Linajea Tracking Example
=====================

This example show all steps necessary to generate the final tracks, from training the network to finding the optimal ILP weights on the validation data to computing the tracks on the test data.

- train network
- predict on validation data
- grid search weights for ILP
  - solve once per set of weights
  - evaluate once per set of weights
  - select set with fewest errors
- predict on test data
- solve on test data with optimal weights
- evaluate on test data

In [None]:
%load_ext autoreload
%autoreload 2
import logging
import multiprocessing
import os
import sys
import time
import types

import numpy as np
import pandas as pd

from linajea.config import (dump_config,
                            maybe_fix_config_paths_to_machine_and_load,
                            SolveParametersConfig,
                            TrackingConfig)
from linajea.utils import getNextInferenceData
import linajea.evaluation
from linajea.process_blockwise import (extract_edges_blockwise,
                                       predict_blockwise,
                                       solve_blockwise)
from linajea.training import train
import linajea.utils

In [None]:
logging.basicConfig(
        level=logging.INFO,
        format='%(asctime)s %(name)s %(levelname)-8s %(message)s')

Experiment
-----------------

To start a new experiment create a new folder and copy the configuration file(s) you want to use into this folder.
For this example we have already done this for you (`example_advanced`).
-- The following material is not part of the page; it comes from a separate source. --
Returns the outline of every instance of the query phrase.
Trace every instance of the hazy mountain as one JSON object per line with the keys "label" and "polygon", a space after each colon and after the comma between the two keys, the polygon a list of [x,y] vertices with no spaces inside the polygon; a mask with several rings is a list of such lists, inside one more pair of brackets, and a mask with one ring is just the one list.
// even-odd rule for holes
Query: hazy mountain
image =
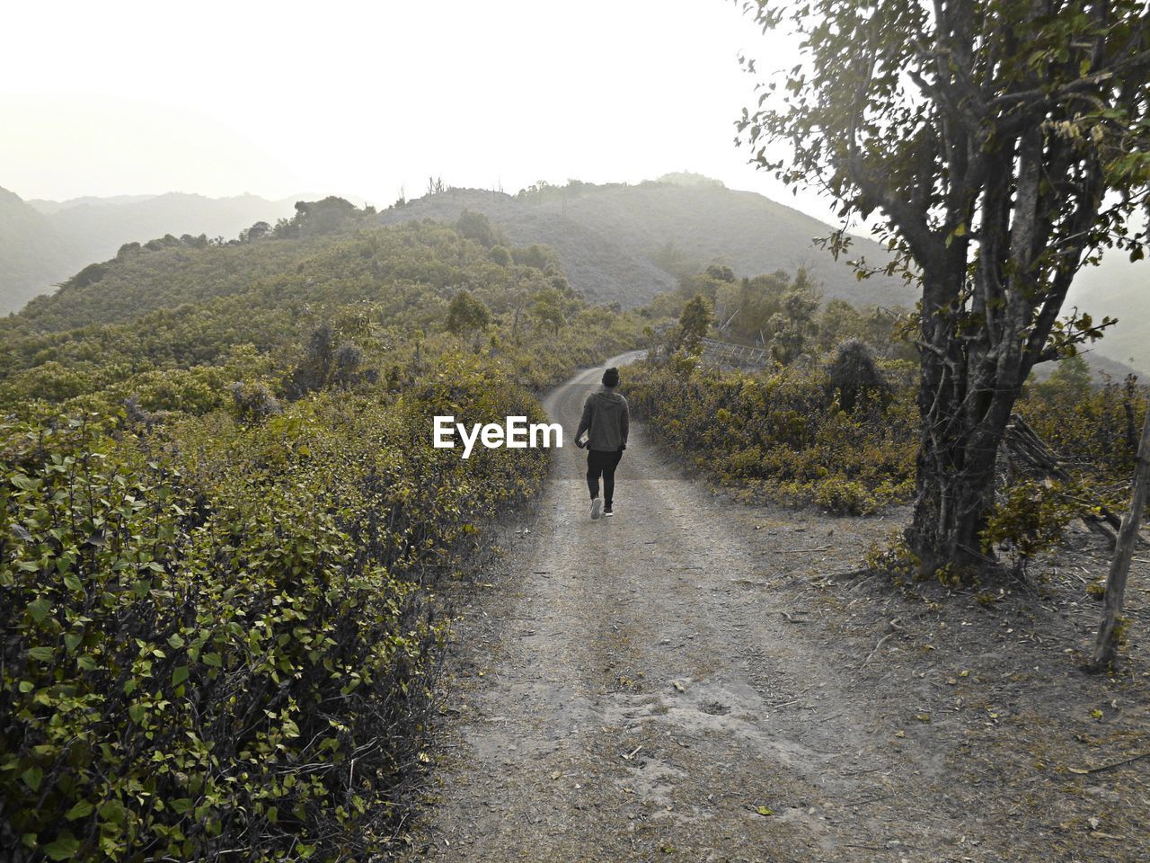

Then change the current working directory to that folder.
Make sure that the file paths contained in the configuration files point to the correct destination, for instance that they are adapted to your directory structure. And that `config.general.setup_dir` is set to the folder you just created.

In [None]:
setup_dir = "example_advanced"
os.chdir(setup_dir)

Setup
--------

Make sure that the `linajea` package is installed and that the correct kernel is selected in the jupyter notebook.


### Data

Set `download_data` to `True` and execute the next cell to download a subset of: *3D+time nuclei tracking dataset of confocal fluorescence microscopy time series of C. elegans embryos* (https://zenodo.org/record/6460303).

Per step (train, validation, test) we will use multiple samples now (For demonstration purposes each 'sample' is a different set of frames from the whole dataset). For training we use frames 20-40 and frames 50-90 (while excluding frames 65-75) from the `mskcc_emb1` volume, for validation we use frames 30-45 and frames 50-65 from the `mskcc_emb2` volume und to test we use frames 50-65 from the `mskcc_emb3` volume.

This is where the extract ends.